Nos « besoins perpétuels » ou la Pyramide de Maslow
Abraham MASLOW, un psychologue américain, a recensé et hiérarchisé les besoins de l’être humain en élaborant sa célèbre pyramide. Toutefois, il faut bien garder à l’esprit que l’on ne peut passer au niveau supérieur que si et seulement si les besoins des étages inférieurs sont comblés.
- Niveau 1 – le physiologique : respiration, nourriture, eau, sommeil, homéostase (processus de régulation par lequel l’organisme maintient les différentes constantes du milieu intérieur – l’ensemble des liquides de l’organisme – entre les limites des valeurs normales) et sexe.
- Niveau 2 – la sécurité : celle du corps, de l’emploi, des ressources, la moralité, la famille, la santé et la propriété
- Niveau 3 – l’amour et l’appartenance : amitié, famille, intimité
- Niveau 4 – l’estime : estime de soi, confiance, réussite, respect des autres, respect par les autres
- Niveau 5 – auto-actualisation ou réalisation de soi : moralité, créativité, spontanéité, résolution des problèmes, absence de préjugés, acceptation des faits.
La pyramide des besoins face à nos cerveaux
Quand on y regarde de plus près, on s’aperçoit que l’on peut faire un parallèle avec nos trois cerveaux : le reptilien, le limbique et le néocortex. Et cela même si la pyramide de Monsieur Maslow a plus de strates que le contenu de notre boîte crânienne.
- Le cerveau reptilien correspond aux niveaux 1 et 2 de la pyramide car son but est de nous maintenir en vie. On peut également l’associer au concept d’intuition ou d’instinct
- Le cerveau limbique correspond au niveau 3. Il est aussi la partie du cerveau en lien avec les émotions.
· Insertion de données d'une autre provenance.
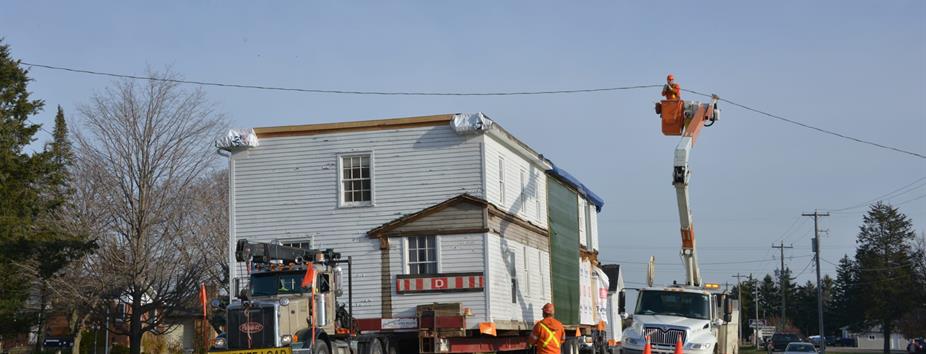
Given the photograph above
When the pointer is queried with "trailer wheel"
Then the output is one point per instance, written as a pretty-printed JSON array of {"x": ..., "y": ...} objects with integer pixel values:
[
  {"x": 321, "y": 347},
  {"x": 376, "y": 347}
]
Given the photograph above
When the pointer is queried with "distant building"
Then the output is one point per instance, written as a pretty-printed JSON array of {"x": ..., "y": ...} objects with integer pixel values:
[{"x": 873, "y": 338}]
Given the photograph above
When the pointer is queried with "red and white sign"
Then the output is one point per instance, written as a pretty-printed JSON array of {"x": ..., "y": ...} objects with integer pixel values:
[{"x": 451, "y": 282}]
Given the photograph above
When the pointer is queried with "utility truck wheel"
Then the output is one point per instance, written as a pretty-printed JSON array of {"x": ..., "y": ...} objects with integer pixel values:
[
  {"x": 376, "y": 347},
  {"x": 321, "y": 347}
]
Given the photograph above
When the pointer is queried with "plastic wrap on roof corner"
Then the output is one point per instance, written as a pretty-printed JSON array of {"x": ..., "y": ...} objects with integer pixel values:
[
  {"x": 237, "y": 139},
  {"x": 575, "y": 183},
  {"x": 471, "y": 123}
]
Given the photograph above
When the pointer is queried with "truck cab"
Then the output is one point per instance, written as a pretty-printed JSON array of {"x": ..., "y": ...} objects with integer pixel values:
[{"x": 700, "y": 318}]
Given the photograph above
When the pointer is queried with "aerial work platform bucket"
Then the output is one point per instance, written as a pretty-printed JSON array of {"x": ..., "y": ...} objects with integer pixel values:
[{"x": 673, "y": 116}]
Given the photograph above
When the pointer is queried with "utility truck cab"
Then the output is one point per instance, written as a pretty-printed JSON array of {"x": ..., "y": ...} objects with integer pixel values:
[{"x": 702, "y": 318}]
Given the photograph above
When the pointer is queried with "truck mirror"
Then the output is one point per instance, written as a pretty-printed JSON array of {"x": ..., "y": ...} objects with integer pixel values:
[
  {"x": 621, "y": 302},
  {"x": 324, "y": 286},
  {"x": 245, "y": 294}
]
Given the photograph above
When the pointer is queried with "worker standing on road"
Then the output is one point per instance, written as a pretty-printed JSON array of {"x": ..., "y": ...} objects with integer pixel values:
[
  {"x": 671, "y": 89},
  {"x": 548, "y": 334}
]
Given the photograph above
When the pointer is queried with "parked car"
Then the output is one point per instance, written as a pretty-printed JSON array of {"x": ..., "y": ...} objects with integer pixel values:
[
  {"x": 780, "y": 341},
  {"x": 917, "y": 345},
  {"x": 800, "y": 348}
]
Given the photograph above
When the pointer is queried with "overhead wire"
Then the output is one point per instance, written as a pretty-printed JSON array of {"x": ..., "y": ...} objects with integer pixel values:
[
  {"x": 889, "y": 195},
  {"x": 808, "y": 126},
  {"x": 344, "y": 92},
  {"x": 424, "y": 93}
]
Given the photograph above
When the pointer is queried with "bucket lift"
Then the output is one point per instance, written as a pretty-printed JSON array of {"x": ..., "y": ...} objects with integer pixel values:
[{"x": 685, "y": 119}]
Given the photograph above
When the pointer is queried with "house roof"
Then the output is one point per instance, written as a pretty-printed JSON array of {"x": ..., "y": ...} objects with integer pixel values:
[
  {"x": 424, "y": 121},
  {"x": 361, "y": 125}
]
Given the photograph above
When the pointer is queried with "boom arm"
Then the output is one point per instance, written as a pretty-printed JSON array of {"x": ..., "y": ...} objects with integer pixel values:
[{"x": 692, "y": 116}]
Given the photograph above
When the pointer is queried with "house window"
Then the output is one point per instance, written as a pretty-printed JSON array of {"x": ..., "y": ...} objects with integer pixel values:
[
  {"x": 356, "y": 180},
  {"x": 522, "y": 195},
  {"x": 588, "y": 225},
  {"x": 501, "y": 180},
  {"x": 422, "y": 255}
]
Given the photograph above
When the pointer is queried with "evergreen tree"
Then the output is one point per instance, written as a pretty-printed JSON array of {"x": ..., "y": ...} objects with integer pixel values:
[
  {"x": 21, "y": 176},
  {"x": 844, "y": 309},
  {"x": 805, "y": 309},
  {"x": 887, "y": 282}
]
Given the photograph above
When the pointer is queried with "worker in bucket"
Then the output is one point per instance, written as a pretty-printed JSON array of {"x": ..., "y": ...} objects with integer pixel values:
[
  {"x": 671, "y": 89},
  {"x": 548, "y": 334}
]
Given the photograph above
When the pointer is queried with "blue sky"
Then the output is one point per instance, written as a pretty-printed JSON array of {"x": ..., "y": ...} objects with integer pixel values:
[{"x": 856, "y": 67}]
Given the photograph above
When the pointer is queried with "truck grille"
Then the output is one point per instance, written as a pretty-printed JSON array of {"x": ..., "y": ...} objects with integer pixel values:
[
  {"x": 259, "y": 321},
  {"x": 659, "y": 336}
]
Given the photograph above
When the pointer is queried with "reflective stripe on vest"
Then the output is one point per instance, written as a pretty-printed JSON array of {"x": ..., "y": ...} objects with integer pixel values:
[{"x": 550, "y": 335}]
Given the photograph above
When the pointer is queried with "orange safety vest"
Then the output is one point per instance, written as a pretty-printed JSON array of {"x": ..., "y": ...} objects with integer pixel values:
[
  {"x": 672, "y": 92},
  {"x": 550, "y": 335}
]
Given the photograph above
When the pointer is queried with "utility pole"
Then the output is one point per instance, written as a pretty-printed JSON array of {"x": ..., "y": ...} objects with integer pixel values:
[
  {"x": 739, "y": 301},
  {"x": 755, "y": 289},
  {"x": 816, "y": 249},
  {"x": 781, "y": 282}
]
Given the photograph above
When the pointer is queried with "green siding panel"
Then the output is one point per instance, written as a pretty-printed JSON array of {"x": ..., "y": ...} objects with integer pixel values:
[{"x": 564, "y": 248}]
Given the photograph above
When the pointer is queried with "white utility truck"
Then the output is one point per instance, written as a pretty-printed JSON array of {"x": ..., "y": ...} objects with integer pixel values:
[{"x": 700, "y": 316}]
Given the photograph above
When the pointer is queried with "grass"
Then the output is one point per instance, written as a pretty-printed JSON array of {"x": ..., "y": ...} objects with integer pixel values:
[{"x": 752, "y": 350}]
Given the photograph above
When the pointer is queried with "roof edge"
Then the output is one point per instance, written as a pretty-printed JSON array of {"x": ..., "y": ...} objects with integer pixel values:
[{"x": 362, "y": 125}]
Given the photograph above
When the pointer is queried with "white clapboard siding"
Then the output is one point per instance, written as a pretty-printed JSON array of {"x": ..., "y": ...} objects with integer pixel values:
[
  {"x": 503, "y": 255},
  {"x": 583, "y": 236},
  {"x": 456, "y": 254},
  {"x": 286, "y": 189},
  {"x": 529, "y": 202},
  {"x": 593, "y": 215}
]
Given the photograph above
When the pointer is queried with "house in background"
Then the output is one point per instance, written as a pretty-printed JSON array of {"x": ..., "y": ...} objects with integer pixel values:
[
  {"x": 873, "y": 338},
  {"x": 447, "y": 208}
]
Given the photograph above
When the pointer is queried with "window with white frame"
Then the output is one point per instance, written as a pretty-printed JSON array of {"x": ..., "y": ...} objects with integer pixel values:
[
  {"x": 588, "y": 224},
  {"x": 306, "y": 245},
  {"x": 501, "y": 180},
  {"x": 422, "y": 254},
  {"x": 355, "y": 177}
]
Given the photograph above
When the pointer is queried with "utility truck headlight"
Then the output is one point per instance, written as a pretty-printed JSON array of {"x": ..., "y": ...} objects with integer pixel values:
[{"x": 697, "y": 346}]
- Quant au néocortex, il peut être associé aux deux derniers niveaux de la pyramide. C’est aussi celui qui fait de nous des êtres doués de « raison », c’est-à-dire la faculté de réfléchir, de questionner, de faire le lien entre deux choses…
Aujourd’hui, les niveaux 1 (le physiologique) et 2 (la sécurité) sont – du moins dans les pays dit « développés » – en grande partie satisfaits. Le niveau 3 (amour et appartenance) est aussi plutôt « bien loti ». Mais pour les deux derniers niveaux, ce n’est pas aussi simple, car ces besoins-là s’entremêlent avec les motivations. Ces dernières peuvent être intrinsèques (propres à soi, à ses envies) et/ou extrinsèques (influence de l’extérieur : personnes, lieux, objets…)
Une même situation peut être perçue de plusieurs façons…
La fable des trois casseurs de cailloux (attribuée à l’écrivain français Charles PEGUY) illustre bien ce constat. Lors d’une promenade, l’auteur chemine et rencontre trois travailleurs cassant des pierres. Le premier est triste et renfrogné, il fait ce travail faute de mieux, faute d’avoir trouvé autre chose. Le deuxième est un peu plus joyeux : ce n’est pas le travail dont il rêvait mais il lui permet de passer ses journées au grand air et de subvenir aux besoins de sa famille. Quant au troisième, il est carrément enthousiaste car il participe à la construction d’une cathédrale ! Comment la même tâche – en l’occurrence casser des pierres – peut-elle être perçue d’autant de façons différentes ? Essayons un peu d’analyser cette histoire.
- Le premier ouvrier travaille pour « gagner sa croûte », autrement dit pour subvenir à ses besoins. Il semble amer et peu motivé par son travail (a-t-il seulement essayé ne serait-ce qu’une seule fois de l’envisager comme l’un de ses deux camarades ?) Il se situe donc à cheval sur les niveaux 1 et 2 de la pyramide de Maslow.
- Le deuxième travailleur est aussi là pour se nourrir ainsi que ses proches. Mais lui a trouvé des éléments positifs sur lesquels s’appuyer pour s’accommoder de cet emploi : travailler au grand air, un salaire assuré. Il éprouve une forme de gratitude à être là et se situe donc plutôt au niveau 3 (avec de fait les niveaux 1 et 2 comblés) et frôlerait même le niveau 4.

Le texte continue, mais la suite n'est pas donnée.